The French call it “metro, boulot, dodo.” It means the grinding daily routine of “commute, job, sleep.”

There’s something about it that creates an inner void.

I got all too familiar with this pattern when I got my first corporate 8-to-5 job after college. Only after several months with it, I felt bored and imprisoned.

I’m reminded of a client, Riza, 33, who had an experience similar to mine. She said that she developed depression and panic attacks because of her job.

Emotionally and physically, Riza’s just enduring work chained to a desk she can’t stand. She felt unfree, un-living.

Like most people, Riza and I experienced the “metro, boulot, dodo” syndrome.

In our sessions, Riza first blamed her parents.
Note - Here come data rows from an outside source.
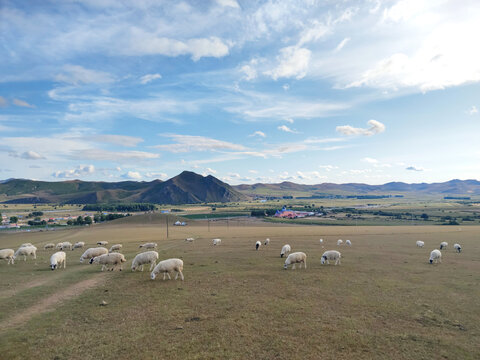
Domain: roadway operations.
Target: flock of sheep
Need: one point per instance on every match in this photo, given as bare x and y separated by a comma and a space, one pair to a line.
111, 259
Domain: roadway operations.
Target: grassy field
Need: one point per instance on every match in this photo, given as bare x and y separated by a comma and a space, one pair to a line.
384, 302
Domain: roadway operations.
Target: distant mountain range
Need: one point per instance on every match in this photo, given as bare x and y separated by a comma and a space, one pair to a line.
191, 188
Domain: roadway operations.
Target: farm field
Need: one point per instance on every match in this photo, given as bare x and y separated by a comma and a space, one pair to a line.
383, 301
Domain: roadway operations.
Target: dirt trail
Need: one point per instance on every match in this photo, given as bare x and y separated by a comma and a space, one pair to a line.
49, 303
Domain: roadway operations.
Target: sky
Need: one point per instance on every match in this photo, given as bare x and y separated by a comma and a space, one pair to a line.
247, 91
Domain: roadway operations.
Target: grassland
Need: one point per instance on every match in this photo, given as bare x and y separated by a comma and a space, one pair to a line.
384, 302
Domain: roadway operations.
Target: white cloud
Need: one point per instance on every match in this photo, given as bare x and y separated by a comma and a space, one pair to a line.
258, 133
293, 62
414, 168
149, 77
78, 75
81, 170
472, 111
189, 143
376, 127
285, 128
22, 103
27, 155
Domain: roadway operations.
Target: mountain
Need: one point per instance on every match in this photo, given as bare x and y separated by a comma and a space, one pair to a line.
186, 188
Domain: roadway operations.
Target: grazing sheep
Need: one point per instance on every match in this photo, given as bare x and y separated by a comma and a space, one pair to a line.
167, 266
66, 245
26, 251
92, 252
115, 247
457, 247
147, 257
7, 254
57, 259
113, 259
435, 256
148, 246
78, 245
285, 249
331, 255
295, 258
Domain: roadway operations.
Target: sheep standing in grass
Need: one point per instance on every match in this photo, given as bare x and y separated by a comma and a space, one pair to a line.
106, 260
331, 255
66, 245
147, 257
57, 259
7, 254
26, 251
285, 250
435, 256
78, 245
115, 247
92, 252
148, 246
167, 266
49, 246
296, 258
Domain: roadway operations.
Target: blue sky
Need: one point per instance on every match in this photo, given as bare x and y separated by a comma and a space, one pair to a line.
248, 91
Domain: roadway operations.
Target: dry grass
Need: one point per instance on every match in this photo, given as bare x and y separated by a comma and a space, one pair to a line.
384, 301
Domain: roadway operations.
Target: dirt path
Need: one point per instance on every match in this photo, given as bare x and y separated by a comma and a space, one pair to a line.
49, 303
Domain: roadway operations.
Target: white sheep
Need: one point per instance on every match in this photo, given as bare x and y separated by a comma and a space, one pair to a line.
147, 257
167, 266
7, 254
285, 250
331, 255
113, 259
92, 252
435, 256
57, 259
66, 245
115, 247
295, 258
148, 246
78, 245
26, 251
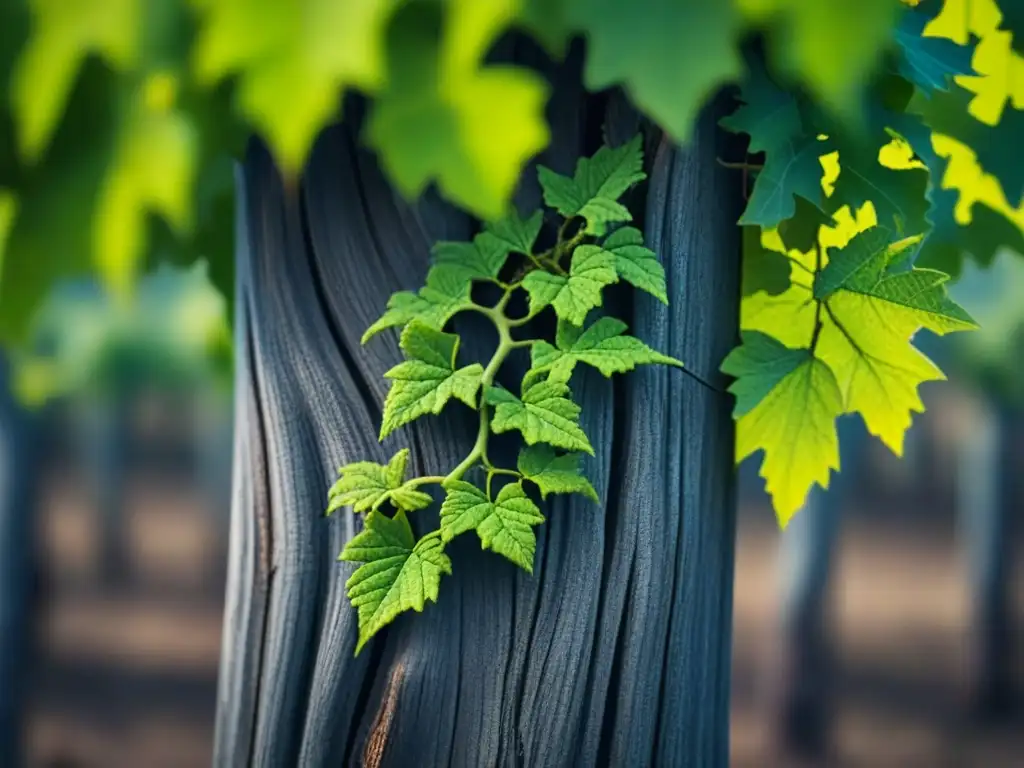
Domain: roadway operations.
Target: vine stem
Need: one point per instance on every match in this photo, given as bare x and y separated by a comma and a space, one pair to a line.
817, 310
505, 346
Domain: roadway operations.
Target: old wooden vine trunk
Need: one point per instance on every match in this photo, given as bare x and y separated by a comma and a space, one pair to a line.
616, 650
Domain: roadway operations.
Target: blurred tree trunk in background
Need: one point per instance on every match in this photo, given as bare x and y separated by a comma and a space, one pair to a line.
987, 491
616, 650
803, 695
213, 437
105, 450
987, 494
18, 564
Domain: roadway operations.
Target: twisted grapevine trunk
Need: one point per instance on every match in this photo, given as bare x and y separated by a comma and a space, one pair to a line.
616, 650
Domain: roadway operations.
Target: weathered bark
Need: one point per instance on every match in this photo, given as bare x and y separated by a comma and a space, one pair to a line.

She grew up laboring under her parents’ insecurities and misapprehensions about money and their employment. She learned her “condition” from them.

Finally, she discovered a secret, which is refreshingly simple: whatever passion or idea you have, put it to work, out into the world, learn what works and what people want from you.

The last time she updated with me, she has now become her own boss, a successful entrepreneur, displaying her paintings in public exhibits and making lots of money online while traveling.

Riza started with leaves falling from the trees, in a French syndrome state. But now, after taking bold steps to fight for purpose and freedom, she has become who she really is.

Are you ready for freedom?

“I am no bird; and no net ensnares me: I am a free human being with an independent will,” as Charlotte Bronte put it in Janeeyre.